L’Italie a largement contribué à mes découvertes volcaniques : je me suis pris d’admiration pour le Vésuve, l’Etna, les îles éoliennes, sans oublier la Solfatare, près de Naples. Les anciens grecs avaient nommé ce lieu les champs Phlégréens (“champs ardents”) et les Romains le considéraient comme le domicile du dieu Vulcain et l’entrée des Enfers.
Mes voyages plus lointains m’ont également permis de découvrir le parc géologique de Waiotapu en Nouvelle Zélande, le volcan Bromo à Java en Indonésie, le parc national de Yellowstone aux États-Unis… Chaque fois, la terre m’a fait sentir – et cela sent parfois très mauvais – sa puissance et ma vulnérabilité.
Tant que cela ne se manifeste que par des odeurs nauséabondes, des fumerolles qui piquent les yeux, des lacs de boues sulfureuses bouillonnantes ou même des grondements sourds, les hommes ne s’en préoccupent pas trop, et ont même tiré parti, depuis l’Antiquité, de ces ressources provenant du centre de la terre. La plupart du temps, nous nous accommodons en effet très bien de ces phénomènes géologiques et c’est seulement quand la terre se fâche vraiment que cela devient problématique.
Des secousses attendues
Je n’ai jamais vécu de tremblement de terre – et vous allez peut-être me prendre pour un fou – mais c’est une expérience que j’aimerais beaucoup vivre (sans que cela me mette en danger, bien sûr). J’ai voyagé dans de nombreuses zones à forte activité sismique, mais mis à part un petit séisme de faible amplitude en Iran – que je n’ai pas ressenti parce que je dormais –, rien !

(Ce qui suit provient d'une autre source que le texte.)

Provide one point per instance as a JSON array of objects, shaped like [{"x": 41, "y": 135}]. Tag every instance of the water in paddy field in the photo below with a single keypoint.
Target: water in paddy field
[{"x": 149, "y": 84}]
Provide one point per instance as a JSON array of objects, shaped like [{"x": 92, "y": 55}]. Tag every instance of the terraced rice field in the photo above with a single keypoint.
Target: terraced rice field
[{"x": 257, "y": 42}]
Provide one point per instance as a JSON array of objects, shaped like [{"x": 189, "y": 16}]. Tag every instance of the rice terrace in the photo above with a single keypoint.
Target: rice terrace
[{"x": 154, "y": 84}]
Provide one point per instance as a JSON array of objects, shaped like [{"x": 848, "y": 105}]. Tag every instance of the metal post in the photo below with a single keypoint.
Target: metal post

Alors, lorsque j’ai appris que je devais accompagner un voyage en Islande avec Arts et Vie, je me suis dit que cette fois-ci, avec un peu de chance, j’y aurai droit. Les circonstances me semblaient favorables, d’autant plus que deux semaines avant le départ, un volcan souterrain commença à se manifester. Rien à voir avec l’éruption du volcan Eyjafjallajökull en 2010 qui avait fichu la pagaille dans les lignes aériennes de tout l’hémisphère Nord, mais on pouvait tout de même “espérer” quelques séismes de forte amplitude (en dessous de 4 de magnitude, les Islandais n’y font même plus attention).

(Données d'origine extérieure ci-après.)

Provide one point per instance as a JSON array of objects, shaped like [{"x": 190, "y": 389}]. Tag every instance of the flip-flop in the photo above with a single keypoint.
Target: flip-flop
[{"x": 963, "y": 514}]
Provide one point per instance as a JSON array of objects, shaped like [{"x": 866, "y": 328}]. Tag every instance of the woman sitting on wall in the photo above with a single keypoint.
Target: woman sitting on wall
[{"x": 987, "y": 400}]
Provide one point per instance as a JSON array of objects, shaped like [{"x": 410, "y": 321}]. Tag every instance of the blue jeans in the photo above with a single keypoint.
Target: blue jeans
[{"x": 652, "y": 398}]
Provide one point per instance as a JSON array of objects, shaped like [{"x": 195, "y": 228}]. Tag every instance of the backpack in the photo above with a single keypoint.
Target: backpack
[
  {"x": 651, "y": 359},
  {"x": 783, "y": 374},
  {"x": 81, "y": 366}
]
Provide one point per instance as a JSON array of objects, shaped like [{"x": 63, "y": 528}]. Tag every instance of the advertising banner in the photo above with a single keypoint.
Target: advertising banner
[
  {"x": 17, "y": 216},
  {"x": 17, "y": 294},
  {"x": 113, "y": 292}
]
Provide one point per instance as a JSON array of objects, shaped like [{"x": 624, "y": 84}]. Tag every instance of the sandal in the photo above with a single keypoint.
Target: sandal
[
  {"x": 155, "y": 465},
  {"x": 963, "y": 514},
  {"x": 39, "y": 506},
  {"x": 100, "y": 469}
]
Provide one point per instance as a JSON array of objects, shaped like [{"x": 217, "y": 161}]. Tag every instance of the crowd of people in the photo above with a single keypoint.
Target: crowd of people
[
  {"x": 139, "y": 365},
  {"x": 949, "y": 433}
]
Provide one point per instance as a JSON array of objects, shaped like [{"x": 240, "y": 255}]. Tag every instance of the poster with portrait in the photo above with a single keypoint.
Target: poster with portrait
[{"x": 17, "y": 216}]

Nous étions en train de dîner à l’hôtel le deuxième soir de notre voyage, en compagnie du guide, quand soudain les murs du restaurant se sont mis à trembler, en même temps que résonnait un grondement sourd assez éloigné, comme dans les films catastrophes. Cela a duré une quinzaine de secondes. J’étais un peu inquiet, mais en même temps, ravi : nous n’étions que le deuxième jour du voyage et j’avais déjà eu mon séisme. Le guide consulta son smartphone et fut surpris de n’avoir aucune alerte des services de surveillance sismique. Il n’y eut pas de réplique et la nuit fut calme.
Un film catastrophe
Le lendemain matin au petit déjeuner, le guide m’expliqua pourquoi il n’y avait pas eu d’alerte… Le restaurant de l’hôtel avait un mur mitoyen avec une salle de cinéma où passait justement un film catastrophe au moment où nous dinions. Ce que nous avions entendu et ressenti étaient tout simplement les vibrations de la sono du cinéma ! J’étais, je l’avoue, un peu déçu, mais nous avons tous bien ri de cette méprise !

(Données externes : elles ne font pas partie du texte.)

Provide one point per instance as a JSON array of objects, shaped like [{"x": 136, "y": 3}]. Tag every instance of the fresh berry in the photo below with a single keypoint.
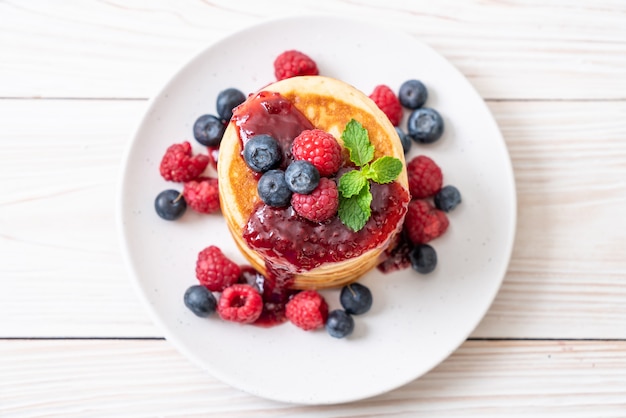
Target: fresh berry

J’en ai profité pour citer le “grand philosophe” Jean-Claude Van Damme : “Si tu travailles avec un marteau-piqueur pendant un tremblement de terre, désynchronise-toi, sinon tu travailles pour rien.”
Deux jours plus tard le guide nous a tirés du lit pour nous faire admirer un autre spectacle magnifique qui me fit oublier toute ma frustration : une aurore boréale.